Selain itu, eksperimen lapangan di lokasi seperti Fiji dan Kiribati sedang berlangsung untuk memanfaatkan ketahanan alami terumbu karang dalam proses pemulihan. Penelitian di daerah ini fokus pada koloni karang yang selamat dari peristiwa pemutihan sebelumnya, dengan tujuan memperkuat kemampuan adaptasi mereka terhadap perubahan lingkungan. Pendekatan ini juga melibatkan pengelolaan aktif terhadap ekosistem terumbu karang, termasuk penghilangan predator karang, pengendalian pertumbuhan alga makro melalui reintroduksi ikan, serta pemanfaatan bulu babi untuk menciptakan keseimbangan ekologis. Pendekatan berbasis ekosistem ini bertujuan tidak hanya untuk memulihkan terumbu karang, tetapi juga untuk memastikan kelangsungan fungsinya sebagai penopang keanekaragaman hayati laut (Hein dkk., 2021).
Berbagai metode restorasi terumbu karang terus dievaluasi dan diadaptasi, salah satunya adalah metode yang diadaptasi dari Bostrom.

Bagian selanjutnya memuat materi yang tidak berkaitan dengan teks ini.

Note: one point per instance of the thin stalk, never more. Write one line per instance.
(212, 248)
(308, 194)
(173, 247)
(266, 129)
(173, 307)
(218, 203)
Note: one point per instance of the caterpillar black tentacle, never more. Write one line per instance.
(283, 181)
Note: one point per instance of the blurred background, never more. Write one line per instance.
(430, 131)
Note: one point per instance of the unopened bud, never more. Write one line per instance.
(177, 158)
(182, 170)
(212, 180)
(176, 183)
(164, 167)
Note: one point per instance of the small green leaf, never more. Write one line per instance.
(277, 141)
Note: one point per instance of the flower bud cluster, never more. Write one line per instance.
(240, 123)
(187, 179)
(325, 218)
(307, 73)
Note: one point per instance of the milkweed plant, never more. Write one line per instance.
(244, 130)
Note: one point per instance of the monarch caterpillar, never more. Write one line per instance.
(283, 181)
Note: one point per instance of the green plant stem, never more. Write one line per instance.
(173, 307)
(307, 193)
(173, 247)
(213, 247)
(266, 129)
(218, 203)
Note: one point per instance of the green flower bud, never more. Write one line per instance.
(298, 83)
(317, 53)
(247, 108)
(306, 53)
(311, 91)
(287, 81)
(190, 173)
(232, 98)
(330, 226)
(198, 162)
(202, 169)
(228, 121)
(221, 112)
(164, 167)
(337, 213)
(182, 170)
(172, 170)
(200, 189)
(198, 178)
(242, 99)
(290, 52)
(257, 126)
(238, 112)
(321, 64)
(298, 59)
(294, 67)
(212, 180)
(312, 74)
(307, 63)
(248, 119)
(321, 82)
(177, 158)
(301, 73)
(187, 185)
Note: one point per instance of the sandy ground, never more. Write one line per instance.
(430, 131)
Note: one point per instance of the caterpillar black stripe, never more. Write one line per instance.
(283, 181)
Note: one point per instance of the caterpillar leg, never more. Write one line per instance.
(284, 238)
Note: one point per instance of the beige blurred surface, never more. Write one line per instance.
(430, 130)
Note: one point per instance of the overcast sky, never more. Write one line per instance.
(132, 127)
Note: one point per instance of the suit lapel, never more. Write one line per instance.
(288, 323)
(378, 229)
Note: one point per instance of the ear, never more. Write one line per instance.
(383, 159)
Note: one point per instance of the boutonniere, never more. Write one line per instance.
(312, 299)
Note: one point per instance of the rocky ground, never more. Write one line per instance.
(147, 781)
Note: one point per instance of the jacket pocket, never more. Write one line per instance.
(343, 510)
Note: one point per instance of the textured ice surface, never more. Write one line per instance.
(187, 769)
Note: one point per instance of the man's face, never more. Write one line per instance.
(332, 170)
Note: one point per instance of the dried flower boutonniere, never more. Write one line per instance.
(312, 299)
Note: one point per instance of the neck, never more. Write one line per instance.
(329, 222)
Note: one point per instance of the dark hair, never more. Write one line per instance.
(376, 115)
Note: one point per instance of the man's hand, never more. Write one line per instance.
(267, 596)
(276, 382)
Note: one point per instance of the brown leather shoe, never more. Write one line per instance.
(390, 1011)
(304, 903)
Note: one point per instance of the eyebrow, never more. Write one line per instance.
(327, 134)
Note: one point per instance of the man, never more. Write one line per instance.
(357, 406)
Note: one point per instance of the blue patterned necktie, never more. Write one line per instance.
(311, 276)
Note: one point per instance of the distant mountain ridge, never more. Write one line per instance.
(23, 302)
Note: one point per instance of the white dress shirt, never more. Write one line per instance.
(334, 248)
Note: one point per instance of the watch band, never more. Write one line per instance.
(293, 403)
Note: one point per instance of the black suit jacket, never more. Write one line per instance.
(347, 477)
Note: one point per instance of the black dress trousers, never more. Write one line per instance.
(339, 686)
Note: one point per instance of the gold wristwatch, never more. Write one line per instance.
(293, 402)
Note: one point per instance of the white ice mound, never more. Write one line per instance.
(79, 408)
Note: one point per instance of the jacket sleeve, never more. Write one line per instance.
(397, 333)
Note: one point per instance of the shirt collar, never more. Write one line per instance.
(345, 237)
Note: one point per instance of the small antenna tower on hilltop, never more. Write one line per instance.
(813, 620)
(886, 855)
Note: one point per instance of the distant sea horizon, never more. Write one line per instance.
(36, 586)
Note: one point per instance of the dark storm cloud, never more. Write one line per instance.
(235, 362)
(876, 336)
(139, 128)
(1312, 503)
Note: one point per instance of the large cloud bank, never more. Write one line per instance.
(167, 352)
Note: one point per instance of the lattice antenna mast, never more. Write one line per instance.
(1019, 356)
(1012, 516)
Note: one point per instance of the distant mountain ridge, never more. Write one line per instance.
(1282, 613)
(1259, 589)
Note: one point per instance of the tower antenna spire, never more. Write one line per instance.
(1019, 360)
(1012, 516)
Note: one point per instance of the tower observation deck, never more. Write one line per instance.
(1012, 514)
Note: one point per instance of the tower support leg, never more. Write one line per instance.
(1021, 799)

Metode tersebut mencakup direct transplantation, yaitu transplantasi langsung tanpa melalui fase pembibitan, dan coral gardening, yang melibatkan pembibitan karang baik secara in situ maupun ex situ. Selain itu, terdapat substrate addition, yang melibatkan penambahan struktur buatan melalui elektrolisis (electro-deposition) atau dengan desain alami (green engineering). Substrate manipulation mencakup stabilisasi substrat untuk menghilangkan puing-puing yang tidak terkonsolidasi (substrate stabilization) serta penghilangan alga mikro yang berlebihan (algae removal). Metode terakhir, larval propagation, melibatkan penyebaran substrat yang diinokulasi (deployment of inoculated substrate) dan pelepasan larva karang (larval release). Beragam pendekatan ini memberikan peluang besar untuk mengatasi berbagai tantangan dalam pemulihan terumbu karang di seluruh dunia (Hein dkk., 2021).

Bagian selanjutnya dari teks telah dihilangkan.